Giant hydronephrosis is defined as the presence of more than 1000 ml of urine in a hydronephrotic sac in an adult, or a kidney that occupies one hemi-abdomen, crosses the midline, and is at least 5 vertebrae [6].

The majority of patients with renal ectopia are often asymptomatic and this ectopia is only detected on the occasion of a complication (hydronephrosis, infection, nephrolithiasis, etc.) or in the context of an X-ray or an ultrasound indicated for other reasons [1]. It is most often discovered in front of an abdominal mass syndrome associated with abdominal pain with signs of digestive, urinary, pulmonary or venous compression. Rupture of giant hydronephrosis is a serious complication [7].

Although the diagnosis is easily revealed by ultrasound in most patients, it can sometimes be confused with other cystic diseases. In such cases, computed tomography and magnetic resonance imaging have been helpful in the differential diagnosis [9]. DMSA kidney scan can be used to measure kidney function and to locate an ectopic kidney, as it can detect kidneys with relative functional value ≥ 5%. A renal scintigraphy with MAG3, sensitized or not to furosemide, makes it possible to calculate the separate function of each kidney and to confirm urinary obstruction [3].

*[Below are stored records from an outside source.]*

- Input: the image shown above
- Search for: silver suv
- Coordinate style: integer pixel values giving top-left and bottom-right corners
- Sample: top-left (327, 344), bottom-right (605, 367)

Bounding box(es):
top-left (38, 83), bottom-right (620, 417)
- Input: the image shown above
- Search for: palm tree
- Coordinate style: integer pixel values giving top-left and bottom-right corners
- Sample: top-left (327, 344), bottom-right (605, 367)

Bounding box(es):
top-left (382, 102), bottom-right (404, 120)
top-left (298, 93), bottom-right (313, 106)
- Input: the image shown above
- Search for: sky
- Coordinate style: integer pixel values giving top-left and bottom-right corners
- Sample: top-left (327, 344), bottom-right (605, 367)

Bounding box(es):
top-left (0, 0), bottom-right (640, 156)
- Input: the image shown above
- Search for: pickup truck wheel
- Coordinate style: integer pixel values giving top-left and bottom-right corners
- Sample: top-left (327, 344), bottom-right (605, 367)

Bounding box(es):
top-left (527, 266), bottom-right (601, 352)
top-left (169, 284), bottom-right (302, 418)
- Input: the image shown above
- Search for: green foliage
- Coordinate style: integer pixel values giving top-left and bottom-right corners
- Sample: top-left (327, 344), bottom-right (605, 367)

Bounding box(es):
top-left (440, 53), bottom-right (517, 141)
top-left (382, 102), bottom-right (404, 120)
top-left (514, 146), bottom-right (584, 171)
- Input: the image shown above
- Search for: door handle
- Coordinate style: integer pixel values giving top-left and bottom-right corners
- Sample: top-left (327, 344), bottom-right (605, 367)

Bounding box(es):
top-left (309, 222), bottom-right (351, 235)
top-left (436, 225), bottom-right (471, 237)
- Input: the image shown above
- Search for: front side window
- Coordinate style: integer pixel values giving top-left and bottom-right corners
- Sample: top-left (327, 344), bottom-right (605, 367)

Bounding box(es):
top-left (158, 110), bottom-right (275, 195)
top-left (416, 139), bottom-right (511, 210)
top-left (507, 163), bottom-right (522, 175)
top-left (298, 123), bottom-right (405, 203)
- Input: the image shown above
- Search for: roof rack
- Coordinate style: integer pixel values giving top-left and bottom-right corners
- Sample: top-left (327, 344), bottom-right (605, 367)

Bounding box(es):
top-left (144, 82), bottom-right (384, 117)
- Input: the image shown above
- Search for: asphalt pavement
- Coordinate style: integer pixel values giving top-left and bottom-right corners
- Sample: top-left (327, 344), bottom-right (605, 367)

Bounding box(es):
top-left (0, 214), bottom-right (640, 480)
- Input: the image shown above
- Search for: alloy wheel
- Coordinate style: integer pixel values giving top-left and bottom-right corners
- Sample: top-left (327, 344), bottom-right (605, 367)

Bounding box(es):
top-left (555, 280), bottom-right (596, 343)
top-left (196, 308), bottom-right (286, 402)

The reference treatment has been described by Küss, Anderson and Hynes, consisting of resection of the junctional zone and repair by anastomotic suture. Open pyeloplasty remains the gold standard in the surgical management of pyelo-ureteral junction syndrome. Kavousi and Schussler [9] first described laparoscopic pyeloplasty by transperitoneal approach in 1993, with the same open surgical principles described by Küss-Anderson-Hynes to reproduce the very satisfactory long-term functional results by reducing postoperative morbidity and convalescence as well as due to cost and accessibility problems encountered during open pyeloplasty, the latter has been gradually abandoned in favor of laparoscopic techniques.Trans-peritoneal laparoscopy is indicated in the cure of SJPU in the case of ectopic kidneys [3,9,10].

The monitoring of patients operated for a syndrome of the pyelo-ureteral junction must most often call upon a dynamic renal scintigraphy which represents the reference examination. This examination must be performed 3 months postoperatively. If there is no abnormality, it is not necessary to continue isotopic monitoring of operated patients [2].

Conclusion

Ectopic pelvic kidney associated with giant hydronephrosis is an extremely rare entity and sometimes difficult to diagnose, hence the importance of antenatal diagnosis and monitoring. In our 2 cases, the conservative attitude, pyeloplasty type, was performed. The evolution was favorable.